There is a small gap in the wooden slats of the fence. Giving way to curiosity, I bend and put my eye to it, interested to see the man who seems to be doing most of the complaining. He is of middle height, with long black hair and a lilting Irish brogue.
He has moved on now to grumbling about the magistrate, Samuel Barrow.
‘Jacky Jacky should have gone after the Christ Killer rather than the constables and overseer. He’d have done us all a favour if he’d got rid of Barrow for good,’ another convict observes.
‘Sure, I heard that the Christ Killer was the main target. Sadistic bastard. He was bloody lucky to escape with his life.’
The tall convict I noticed earlier mutters a warning to the Irish
man, whom he calls ‘Padraic’. He receives a friendly push in response, which results in a shouted oath and an order to get back to work from the guard, who is sitting some distance apart, idling in the sun.
I decide that the man who first caught my eye and who uttered the warning must be Padraic’s brother.
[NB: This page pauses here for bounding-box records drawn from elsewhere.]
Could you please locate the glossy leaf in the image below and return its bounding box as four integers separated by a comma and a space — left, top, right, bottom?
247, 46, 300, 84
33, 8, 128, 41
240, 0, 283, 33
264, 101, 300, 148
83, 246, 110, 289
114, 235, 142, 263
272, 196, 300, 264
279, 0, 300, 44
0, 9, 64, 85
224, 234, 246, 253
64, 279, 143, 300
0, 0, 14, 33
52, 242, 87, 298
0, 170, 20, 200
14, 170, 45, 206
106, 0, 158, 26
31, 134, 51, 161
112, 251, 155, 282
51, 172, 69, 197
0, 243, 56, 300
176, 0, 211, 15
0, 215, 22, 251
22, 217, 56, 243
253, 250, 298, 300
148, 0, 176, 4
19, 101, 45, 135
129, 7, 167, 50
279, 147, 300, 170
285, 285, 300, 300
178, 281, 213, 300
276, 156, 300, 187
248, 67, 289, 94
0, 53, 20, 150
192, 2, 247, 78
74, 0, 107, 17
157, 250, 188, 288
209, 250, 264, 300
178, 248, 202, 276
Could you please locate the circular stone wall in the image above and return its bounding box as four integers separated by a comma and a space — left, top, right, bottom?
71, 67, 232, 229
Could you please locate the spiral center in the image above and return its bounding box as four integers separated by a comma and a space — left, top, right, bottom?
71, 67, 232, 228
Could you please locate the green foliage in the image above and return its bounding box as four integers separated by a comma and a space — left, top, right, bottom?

The family resemblance is striking. He has the same black hair, although his is tied back into a neat tail. The same blue eyes. Where they differ is in expression, for Padraic is sullen and scowling, while his brother has a smile on his face.
He leans on his spade a moment and looks up, straight at the hole in the fence. And then the blackguard gives me a cheeky wink! Startled, I draw back. Impudent devil, I think, as I rub the back of my hand against my burning cheeks.
Now safely out of sight, I stay on, hoping to hear him speak again.
‘I’m damn near dying of starvation,’ another man complains. ‘I don’t know how we’re expected to do a day’s work on a stingy helping of maize porridge and salt meat fit only for making boots.’
‘I hear big Mark Jeffrey’s knocking on death’s door after a month in solitary on starvation rations.’
‘No wonder the old hands rose up against Bennett. It’s his fault there was a mutiny. What was he thinking? That everyone would just sit quietly and put up with the loss of our gardens and our property? Those few comforts are all that make our life bearable here.’
Padraic’s voice is full of rage and complaint.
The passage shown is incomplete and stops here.